INARI’s 1QFY23 results missed expectations. Its revenue dipped 12.6% on weaker RF and automotive segments. We expect the subsequent quarters to remain muted as the US smartphone company has warned of worsening supply chain struggles due to China’s zero-Covid policy. We cut our FY23-24F net profit forecasts by 7.1-4.6%, reduce our TP by 17% to RM2.85 (from RM3.45) and downgrade our call to MARKET PERFORM from OUTPERFORM.
Below expectations. 1QFY23 net profit of RM100.5m (-4.8% YoY) represented 25% and 24% of our forecast and the consensus estimate, respectively. However, we deem the result to be below expectation given that 1Q should typically exhibit stronger earnings in conjunction with the start of the new US smartphone launch cycle.
Results’ highlights. YoY, 1QFY23 revenue fell 12.6% on lower loading volume for its radio frequency (RF) filters segment as well as the prolonged supply chain challenge impacting its automotive business.

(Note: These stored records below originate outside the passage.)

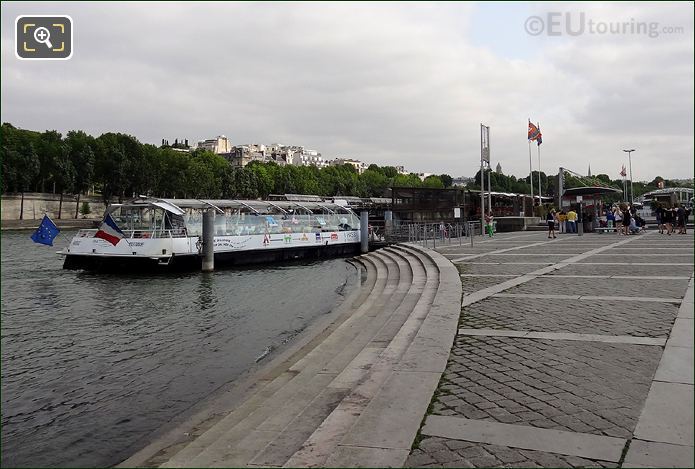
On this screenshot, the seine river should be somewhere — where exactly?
[1,231,357,467]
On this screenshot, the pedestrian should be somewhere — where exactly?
[567,208,577,233]
[663,207,674,236]
[557,210,567,233]
[676,205,685,234]
[623,207,632,235]
[656,202,664,234]
[546,209,557,238]
[485,210,494,238]
[606,207,615,229]
[683,207,691,234]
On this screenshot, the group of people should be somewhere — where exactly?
[656,204,691,236]
[546,208,577,238]
[546,204,691,238]
[606,205,647,235]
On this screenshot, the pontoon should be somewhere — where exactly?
[60,197,360,270]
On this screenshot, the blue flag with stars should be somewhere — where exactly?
[31,215,60,246]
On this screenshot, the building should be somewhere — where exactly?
[197,135,232,155]
[451,176,475,187]
[330,158,368,174]
[291,147,329,168]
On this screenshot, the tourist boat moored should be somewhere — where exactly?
[60,197,360,270]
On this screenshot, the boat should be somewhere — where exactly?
[59,197,360,271]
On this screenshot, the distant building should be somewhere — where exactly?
[161,138,192,153]
[198,135,232,155]
[330,158,368,174]
[292,148,328,168]
[451,176,475,187]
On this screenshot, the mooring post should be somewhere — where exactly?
[202,210,215,272]
[360,210,369,254]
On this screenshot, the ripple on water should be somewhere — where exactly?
[0,232,356,467]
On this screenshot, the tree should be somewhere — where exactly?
[65,130,96,218]
[422,175,444,189]
[439,174,454,187]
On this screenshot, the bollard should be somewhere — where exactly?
[360,210,369,254]
[202,210,215,272]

The decline in the RF segment was in tandem with the latest results released from the US smartphone manufacturer in which sales fell short of market expectation. As a result, 1QFY23 net profit saw a 4.8% decline after stripping out unrealised foreign exchange gain of RM5.7m.
Doubtful Christmas season. Having started the new smartphone cycle on a subdued note, we expect the subsequent quarter’s performance to remain muted owing to the challenging macro environment that is impacting consumer’s appetite for premium goods. Not helping either is the fact that the US smartphone customer has also warned about longer-than-expected delivery time in the coming festive season due to on-going supply chain challenges resulting from China’s zero-Covid policy.
Forecasts. Trim FY23F/FY24F CNP by 7.1%/4.6% to reflect the slower momentum in the US smartphone sales which will dampen the earnings in the group’s RF segment that makes up c.63% of the total group revenue.
Downgrade to MARKET PERFORM with a lower TP of RM2.85 (previously RM3.45) based on a lower 25x CY23F PER (previously 28.5x), which is in line with peers’ forward mean. We like INARI for: (i) it being the closest proxy to 5G adoption, (ii) it being highly responsive to the market demand with the rollout of new technologies such as double-sided moulding (DSM) and system-onmodule (SOM) in the recent past, and (iii) its significant expansion in China, capitalising on the superpower’s aggressive push for semiconductor self-sufficiency. However, we remain cautious due to the waning consumer demand in the smartphone market while its JV venture may only contribute meaningfully in 2HFY24. Our target price imputes a +5% adjustment based on its ESG rating of 4-star as appraised by us (see Page 4).
Risks to our call include: (i) better-than-expected response to new offerings by its key customer, (ii) easing in supply chain delays, and (iii) earlier-than-expected ramp-up in its China expansion.